Son nom est très commun, et n’évoque plus grand-chose de nos jours. Pourtant, Lucie Baud est une femme qui a lutté pour faire bouger les lignes misogynes de son époque. Elle représente également l’ancienneté du travail féminin, souvent invisibilisé et minimisé par rapport à celui des hommes.
C’était une « simple » ouvrière dans le domaine du tissage. « Simple » ? Non pas ! Elle était surtout une travailleuse engagée et syndiquée. Elle est née en 1870, et dès ses 12 ans, elle part travailler aux côtés de sa mère. Direction l’usine !
En 1908, Lucie Baud fait le récit de son parcours ouvrier pour le journal Le Mouvement socialiste. Elle y raconte que dès ses premières années à l’usine, les 800 tisseuses de son usine travaillent « douze heures et, quelquefois, treize et quatorze heures par jour ».
À 18 ans, en 1888, elle rejoint une autre usine où les salaires commencent à baisser. Personne n’ose protester, aucune organisation syndicale n’y existe.
Avant 1902, Lucie Baud ne fait pas parler d’elle. C’est après le décès de son mari, garde-champêtre, qu’elle prend la tête du Syndicat des ouvriers et ouvrières en soierie du canton de Vizille. Elle a été chassée de son logement de fonction (associé au métier de son époux) et elle apprend que les patrons de son usine ont décidé de baisser les salaires et d’augmenter les cadences de travail. C’est comme un déclic qui lui révèle l’inhumanité du traitement infligé aux travailleuses.
Sa détermination est renforcée par sa rencontre avec Charles Auda, syndicaliste qui contribue à son éducation politique. Forcément, son combat comporte un aspect féministe dont Lucie Baud est consciente. Elle se rend bien compte que le monde syndical est lui-même misogyne : en 1904, à Reims, elle est la seule femme déléguée syndicale au Congrès national de l’industrie textile. Elle est applaudie à la tribune où ses camarades masculins lui offrent des fleurs, mais elle n’a pas l’opportunité de parler.
Ses principales actions se déroulent en 1905 et 1906, alors qu’elle mène deux longues grèves contre les licenciements et les baisses de salaire, dont un mouvement de grève de près de 104 jours qu’elle déclenche en 1905 dans son usine Deplan de Vizille. Lucie Baud évoque cette période comme une « guerre à outrance » contre le patronat, avec la mise en place de « soupes communistes » pour soutenir les ouvrières pauvres.
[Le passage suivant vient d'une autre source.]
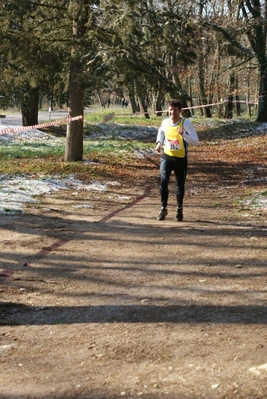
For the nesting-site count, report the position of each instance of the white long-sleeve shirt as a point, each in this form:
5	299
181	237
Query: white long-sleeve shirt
190	134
Après cette première grève, Lucie est contrainte de quitter Vizille pour trouver du travail à Voiron car les ouvrières qui avaient résisté n’étaient pas réengagées. A Voiron, elle arrive en pleine turbulence mais les 1500 ouvrières de cette usine sont encore très peu syndiquées. Une grève générale du tissage avait été déclarée en mars, et elle a duré jusqu’en juin, quand les patrons ont accepté un nouveau barème des salaires. A Voiron, Lucie Baud dénonce également les conditions atroces dans lesquelles les employeurs logent des ouvrières italiennes. Malgré quelques améliorations des conditions de travail, cette seconde grande grève est un échec. Lucie Baud est à nouveau renvoyée.
En 1906, elle fait une première tentative de suicide qui la défigure. Elle parle ensuite de « chagrins familiaux ». Pour l’historienne Michelle Perrot, qui lui consacre une biographie, « elle était abandonnée et critiquée par sa famille » qui se sentait peut-être délaissée par cette femme aspirée par son combat syndicaliste et féministe.
Elle déménage à nouveau et nous avons peu d’informations avant la publication de son témoignage dans Le Mouvement socialiste en 1908 : Les tisseuses de soie dans la région de Vizille.
Nous savons ensuite qu’elle décède à 43 ans, en 1913.
En 2012, Michelle Perrot publie Mélancolie ouvrière qui raconte le parcours de lutte syndicale et féministe de Lucie Baud. En 2018, le réalisateur Gérard Mordillat adapte cet ouvrage en film, en s’appuyant également sur le mémoire publié par Lucie. Il montre bien le destin d’une femme incarnant son combat de tout son être, avec force mais aussi avec sobriété.